(CNN) — The area behind one of London's busiest stations, Kings Cross, used to be a no-go area, notorious for crime and prostitution.
Now it stands transformed, with high-end restaurants, new office blocks and a prestigious art school.
Regeneration is still underway and not due to be completed until 2021.
The cranes that tower over the piazza on the banks of the Grand Union Canal can still make this corner of London seem gloomily industrial.
But a new body of water that's set to become this summer's hottest destination for cooling off in the English capital could change that.
Kings Cross Pond Club (20 Canal Reach, entrance on Tapper walk, London; +44 203 818 6500) is a new swimming hole, a collaboration between artist Marjetica Potrc and Ooze Architects, due to open later this month for a two-year period.
It's the first ever man-made freshwater public bathing pond in the UK and it's set to capitalize on a boom in open water swimming that's seen lidos across London rammed no matter the weather.
I got to try it out on a wet day prior to its official opening.
The rain let up as I arrived, passing through the anti-climb fencing and joining a bunch of hardy outdoor swimmers for a first swim in the pond.
Kings Cross Pond Club is the UK's first ever man-made freshwater public swimming pool.
Unlike London's other freshwater swimming spots on Hampstead Heath and in Hyde Park's Serpentine, the pond here is lined.
Rather than using chlorine to clean the water, a natural filtration system has been created, with a reed bed at one end and a dedicated regeneration area where swimmers aren't allowed.
That still leaves ample space for swimming.
The pond is 10 meters wide and 40 meters long and has been purposefully designed to allow for paddling in random directions rather than in straight lines.
Its high position, on a raised section of new parkland, means that once swimmers climb in, they can see all of Kings Cross around them.
The water is a cool 13 Celsius (55 F), so I swim at speed to warm up before turning to look at our surroundings.
There's the clang of hammer on metal from the site of new Google offices being built across the way.
Workmen shout. In the distance the neon glow from the top of the landmark BT Tower breaks through the clouds.
But there's something utterly joyous about it all.
It's not hard to imagine this place heaving on a sunny day, despite the resolutely urban setting.
While other London outdoor swimming spots revel in their art deco origins or offer an escape from the grind of the city, Kings Cross Pond Club is something completely different.

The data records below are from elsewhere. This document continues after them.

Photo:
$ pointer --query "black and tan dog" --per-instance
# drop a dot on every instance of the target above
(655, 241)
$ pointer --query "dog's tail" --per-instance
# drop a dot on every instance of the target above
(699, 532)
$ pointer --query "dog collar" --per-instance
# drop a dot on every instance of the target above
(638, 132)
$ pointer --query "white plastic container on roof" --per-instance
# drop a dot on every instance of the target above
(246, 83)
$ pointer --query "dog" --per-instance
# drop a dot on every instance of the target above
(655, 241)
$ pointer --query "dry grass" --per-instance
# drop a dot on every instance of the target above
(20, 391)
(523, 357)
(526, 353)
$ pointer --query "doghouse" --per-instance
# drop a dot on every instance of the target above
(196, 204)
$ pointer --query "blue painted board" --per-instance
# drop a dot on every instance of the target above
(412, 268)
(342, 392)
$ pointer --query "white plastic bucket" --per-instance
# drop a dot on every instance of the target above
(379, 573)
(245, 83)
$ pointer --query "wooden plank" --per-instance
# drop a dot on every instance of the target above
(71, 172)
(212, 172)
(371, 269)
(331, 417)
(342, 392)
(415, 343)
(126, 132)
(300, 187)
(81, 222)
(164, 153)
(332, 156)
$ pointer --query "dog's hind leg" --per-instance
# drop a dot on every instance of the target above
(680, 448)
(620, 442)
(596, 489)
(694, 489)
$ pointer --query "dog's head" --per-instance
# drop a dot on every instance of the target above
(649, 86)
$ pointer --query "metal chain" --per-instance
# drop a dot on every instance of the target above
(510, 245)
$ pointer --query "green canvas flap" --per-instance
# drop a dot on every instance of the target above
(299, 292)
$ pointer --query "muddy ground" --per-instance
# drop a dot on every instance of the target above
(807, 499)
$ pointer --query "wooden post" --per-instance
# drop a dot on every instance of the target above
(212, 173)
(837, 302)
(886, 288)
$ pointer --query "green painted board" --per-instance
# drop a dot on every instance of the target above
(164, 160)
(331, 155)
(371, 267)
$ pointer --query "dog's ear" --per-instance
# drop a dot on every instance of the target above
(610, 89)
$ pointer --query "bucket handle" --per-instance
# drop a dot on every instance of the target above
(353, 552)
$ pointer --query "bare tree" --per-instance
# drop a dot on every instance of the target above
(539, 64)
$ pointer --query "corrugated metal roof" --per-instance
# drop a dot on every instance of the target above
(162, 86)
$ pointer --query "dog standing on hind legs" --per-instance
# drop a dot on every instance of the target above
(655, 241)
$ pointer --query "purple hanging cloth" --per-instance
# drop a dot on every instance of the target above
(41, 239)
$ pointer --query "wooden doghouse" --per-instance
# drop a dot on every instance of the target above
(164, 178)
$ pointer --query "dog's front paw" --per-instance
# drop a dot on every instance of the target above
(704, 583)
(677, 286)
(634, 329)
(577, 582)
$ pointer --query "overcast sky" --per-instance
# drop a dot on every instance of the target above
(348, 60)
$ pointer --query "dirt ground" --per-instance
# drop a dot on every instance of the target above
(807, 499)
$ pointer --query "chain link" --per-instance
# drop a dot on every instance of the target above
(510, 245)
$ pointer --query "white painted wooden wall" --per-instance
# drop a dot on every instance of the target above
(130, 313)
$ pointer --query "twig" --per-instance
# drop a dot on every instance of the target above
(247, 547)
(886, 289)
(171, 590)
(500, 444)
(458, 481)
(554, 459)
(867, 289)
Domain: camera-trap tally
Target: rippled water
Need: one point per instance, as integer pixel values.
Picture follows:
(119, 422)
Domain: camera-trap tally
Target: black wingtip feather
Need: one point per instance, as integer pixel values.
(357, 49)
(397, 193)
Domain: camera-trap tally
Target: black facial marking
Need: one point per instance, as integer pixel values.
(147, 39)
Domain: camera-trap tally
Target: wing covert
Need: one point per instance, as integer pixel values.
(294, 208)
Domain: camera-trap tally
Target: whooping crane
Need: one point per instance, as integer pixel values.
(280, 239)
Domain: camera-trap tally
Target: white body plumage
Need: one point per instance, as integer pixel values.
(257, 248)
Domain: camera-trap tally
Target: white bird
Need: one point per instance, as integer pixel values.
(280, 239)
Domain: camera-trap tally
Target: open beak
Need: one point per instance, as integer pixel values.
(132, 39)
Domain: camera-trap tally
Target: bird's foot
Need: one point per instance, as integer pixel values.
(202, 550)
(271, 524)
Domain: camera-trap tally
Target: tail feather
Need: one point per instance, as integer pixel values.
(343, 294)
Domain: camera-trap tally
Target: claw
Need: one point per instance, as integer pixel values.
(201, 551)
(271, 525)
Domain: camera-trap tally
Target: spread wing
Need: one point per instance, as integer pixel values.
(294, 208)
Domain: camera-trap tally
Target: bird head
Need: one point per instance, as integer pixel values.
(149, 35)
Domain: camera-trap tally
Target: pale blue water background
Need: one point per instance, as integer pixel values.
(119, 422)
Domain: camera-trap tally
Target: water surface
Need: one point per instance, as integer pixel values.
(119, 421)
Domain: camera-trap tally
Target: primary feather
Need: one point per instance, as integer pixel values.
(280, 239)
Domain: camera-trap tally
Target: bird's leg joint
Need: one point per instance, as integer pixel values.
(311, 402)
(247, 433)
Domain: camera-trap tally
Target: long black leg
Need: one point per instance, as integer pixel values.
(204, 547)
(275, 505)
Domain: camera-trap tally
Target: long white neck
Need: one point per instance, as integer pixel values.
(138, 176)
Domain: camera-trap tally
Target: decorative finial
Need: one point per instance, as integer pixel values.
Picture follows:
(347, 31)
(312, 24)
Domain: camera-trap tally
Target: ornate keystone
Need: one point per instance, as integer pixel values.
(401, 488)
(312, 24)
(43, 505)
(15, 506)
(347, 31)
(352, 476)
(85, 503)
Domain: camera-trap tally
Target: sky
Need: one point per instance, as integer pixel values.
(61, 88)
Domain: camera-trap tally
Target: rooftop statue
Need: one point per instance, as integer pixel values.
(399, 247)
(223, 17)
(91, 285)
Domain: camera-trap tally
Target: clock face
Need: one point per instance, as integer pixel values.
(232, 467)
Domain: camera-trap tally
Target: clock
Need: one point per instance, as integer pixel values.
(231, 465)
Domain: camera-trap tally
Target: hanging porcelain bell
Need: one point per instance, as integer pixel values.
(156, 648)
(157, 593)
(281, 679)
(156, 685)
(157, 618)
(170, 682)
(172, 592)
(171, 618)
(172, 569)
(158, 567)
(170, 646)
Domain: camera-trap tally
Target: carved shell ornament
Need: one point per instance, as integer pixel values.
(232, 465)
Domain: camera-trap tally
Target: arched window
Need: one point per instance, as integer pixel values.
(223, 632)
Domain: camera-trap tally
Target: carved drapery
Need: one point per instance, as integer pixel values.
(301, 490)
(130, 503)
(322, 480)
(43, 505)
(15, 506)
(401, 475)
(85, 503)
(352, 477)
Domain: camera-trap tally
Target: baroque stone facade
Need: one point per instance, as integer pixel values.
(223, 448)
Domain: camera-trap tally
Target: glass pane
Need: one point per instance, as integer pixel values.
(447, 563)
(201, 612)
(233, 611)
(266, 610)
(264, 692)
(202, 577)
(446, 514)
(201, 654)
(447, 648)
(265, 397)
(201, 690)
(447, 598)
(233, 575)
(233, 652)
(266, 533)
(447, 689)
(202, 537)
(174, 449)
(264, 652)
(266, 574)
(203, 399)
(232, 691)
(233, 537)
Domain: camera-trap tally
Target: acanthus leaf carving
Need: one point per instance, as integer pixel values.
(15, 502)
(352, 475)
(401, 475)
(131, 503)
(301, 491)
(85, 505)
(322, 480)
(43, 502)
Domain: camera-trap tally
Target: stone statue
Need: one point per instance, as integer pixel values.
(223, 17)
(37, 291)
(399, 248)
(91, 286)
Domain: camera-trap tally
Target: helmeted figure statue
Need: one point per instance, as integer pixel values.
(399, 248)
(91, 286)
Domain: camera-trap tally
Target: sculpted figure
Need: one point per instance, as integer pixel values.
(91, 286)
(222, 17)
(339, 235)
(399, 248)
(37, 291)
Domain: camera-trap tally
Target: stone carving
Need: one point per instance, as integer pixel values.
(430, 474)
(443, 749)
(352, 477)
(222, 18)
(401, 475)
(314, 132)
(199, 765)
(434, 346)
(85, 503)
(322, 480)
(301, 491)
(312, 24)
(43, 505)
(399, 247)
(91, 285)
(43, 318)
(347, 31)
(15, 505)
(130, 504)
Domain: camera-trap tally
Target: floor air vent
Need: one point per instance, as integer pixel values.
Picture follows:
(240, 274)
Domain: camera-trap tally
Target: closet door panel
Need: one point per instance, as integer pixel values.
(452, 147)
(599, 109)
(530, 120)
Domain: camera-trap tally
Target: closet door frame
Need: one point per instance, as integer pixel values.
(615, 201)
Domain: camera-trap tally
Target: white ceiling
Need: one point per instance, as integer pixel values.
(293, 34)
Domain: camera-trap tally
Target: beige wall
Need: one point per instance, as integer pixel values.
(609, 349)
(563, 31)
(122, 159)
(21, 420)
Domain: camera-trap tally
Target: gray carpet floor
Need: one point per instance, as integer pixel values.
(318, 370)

It places nature at the heart of the city.
A major regeneration project is transforming the formerly down-at-heel Kings Cross area.
The pond's location is ideal.
Nearby Camley Street Nature Park already serves a similar purpose, and this pond is a place Londoners and tourists can come and get right into nature, despite the nearest Tube stop being just a five-minute walk away.
"The juxtaposition of something so natural in an urban environment was a very important idea for us," says Sylvain Hartenberg from Ooze Architects, which designed the pond.
"It is meant to look unpolished and to evolve as the seasons change. The number of people bathing per day is restricted according to a level that the plants in the pond can manage on a daily basis.
"The act of swimming is a primordial act; the body becomes more sensitive and aware of nature in water."
I can attest to that.
After 10 minutes, my body is screaming for the warmth of a towel and a steaming cup of coffee.
Clambering out, the rain starting to fall, I get an enormous endorphin rush.
Usually this buzz is reserved for the moments after a swim in the countryside.
But today I'm looking down at the city and can't help but feel excited about how Kings Cross Pond Club is going to make open water swimming even more accessible in London.
Here are some of London's other best outdoor swimming spots:
There are three swimming ponds in London's finest park.
Highgate Men's Pond and Kenwood Ladies' Pond offer single-sex bathing and are open all year round.
The mixed pond, on the other side of the Heath, is open from May until September.
There's a lido nearby at the foot of Parliament Hill.
Tooting Bec Lido
Dating to 1906, this south London institution is the city's largest outdoor pool.
It's 100 yards long and 33 yards wide.
Tooting Bec Lido, Tooting Bec Road, London; +44 20 8871 7198
The Serpentine Lido
Serpentine swimming lido in London's Hyde Park.
The ice often has to be broken.
Less hardy swimmers come here during the summer for a swim in a surprisingly secluded part of this busy green space.
Another south London lido, but with a handy addition: a top-notch cafe serving some of the best brunches to be found on this side of the River Thames.
A few laps in the 50-meter pool should help build up an appetite.
Brockwell Lido, Brockwell Park, Dulwich Road, London; +44 20 7274 3088
One for the future: Thames Baths Project
There's been talk of a swimming bath on the Thames for years.
And with the river cleaner than ever, a new Kickstarter project is hoping to turn it into a reality.
The planned floating baths will include a 25-meter short course pool and a training pool.